Mary blushed. She tugged her neckline closed and looked away. “Sort of. You mean, they can do things in the middle of the conversation?”

“Sure.” Fred grinned broadly. “Though frankly, if you only have two people talking, you really don’t need to tag the dialogue except to show emotion or other things not conveyed in the dialogue.”

“Not tag… You mean, not say who said it?” Mary asked.

“Yeah, if you only have two people talking, and you tag the initial one, you only have to tag every other one if that.”

“But don’t people lose track eventually?”

“Of course, that is when you have an action tag.”

Mary rose from the table, walked to the window and looked out at the flower garden. “You mean like this?” she asked.

“Like that,” Fred said. “Is a good action tag.” He got up and went to stand beside her, at the window. “Mary, I’ve been meaning to tell you, all these months together, in the writing group, I…”

“Yes, Fred?” She turned to look up at him.

“I love your clean cut sentences; the way you eschew passive verbs. I love your action sequences and how they chain on each other to a peak of emotional surrender. I pine for your sample chapters, and I don’t think I could live without your short stories.” He looked down at her, his eyes filled with mute inquiry.

Mary sighed and smiled, and wiped her own moist eyes. “Yes, Fred,” she said. “I will marry you.”

12 Comments

Filed under SARAH A. HOYT, WRITING: CRAFT

12 responses to “Dialogue — a Lesson With Fred And Mary — a blast from the past from October 2012

  1. Shorter version: eschew “said” as much as possible.

  2. Lovely. I know I need to work a lot on dialog skills. One thing I’d dearly like to learn how to pull off is give every character a distinctive idiolect (=personal way of speaking) that doesn’t come across as clichéd.

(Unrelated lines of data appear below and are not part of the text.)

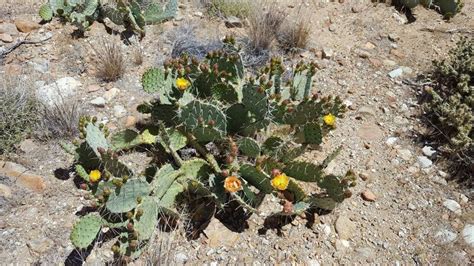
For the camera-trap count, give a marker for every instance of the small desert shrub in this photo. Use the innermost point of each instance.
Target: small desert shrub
(264, 25)
(226, 8)
(110, 63)
(294, 34)
(59, 121)
(18, 112)
(450, 107)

    • Not sure if this helps or not, bit I use grammar to signal character and (in some cases) setting. Rada uses informal contractions and slang when she is talking to Zabet or is Trading. She uses more formal language when she’s on Earth, often omitting contractions unless she is speaking with someone she knows very, very well, in part because her Trader accent can garble English contractions. And she’s exceedingly formal with adult Azdhagi. Joschka tends to be hyper-formal, but he’s also absorbed a lot of the Austrian upper-class culture and military culture. Rahoul Khan has no slang or casual usage when he speaks, which is a big clue that he’s working very hard to mask his original accent and dialect (he sounds like a BBC presenter).

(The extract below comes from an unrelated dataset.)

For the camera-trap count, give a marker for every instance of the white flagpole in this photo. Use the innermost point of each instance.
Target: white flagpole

      Some writers can use catch-phrases and little verbal tics, but I’d use a very light hand with those, unless it’s supposed to be comedy. Speech speed is another way, but catching that in writing is hard, at least for me. YMMV.

    • DO NOT give them different dialects. People like me who don’t HEAR very well will be puzzled as to what the words are.

      • You mean, as in: don’t write regional English dialects (Cockney, scouser/Liverpudlian, Southern US,…) in aural transcription? I do know non-native speakers have a devil of a time with that.
        Somebody else liked the idea of writing the speech of a British professor in UK English spelling. This would not survive a copy editor at a publishing house, of course 😉 but that’s a nonissue here.
        I did insert calques of foreign idioms in the speech of foreigners — like a German saying ‘I’ve got my nose full of this’ instead of ‘I am fed up’, or a Dutchman saying ‘two people and a horse’s head showed up’ instead of ‘ten people and a dog’.

          • Albert

            Besides, isn’t it a better exercise to practice giving multiple characters recognizably different voices without spelling things funny?

            You might be able to get some of the same effect by getting a giant list of body language examples and assigning different ones to different characters as emotional tells. (Like how Robert Jordan had _every_ _single_ _woman_ in the Wheel of Time series tug on their braids and adjust their blouses when they were nervous, except with different body language tells for each character.)

  3. Eamon J. Cole

    Lagging, lagging, lagging — I just keep on lagging. Betide!*

    Fred’s a cheeky one. Nice little lesson packaged with a chuckle.

    Thanks!

    *To the tune of Rawhide a’course.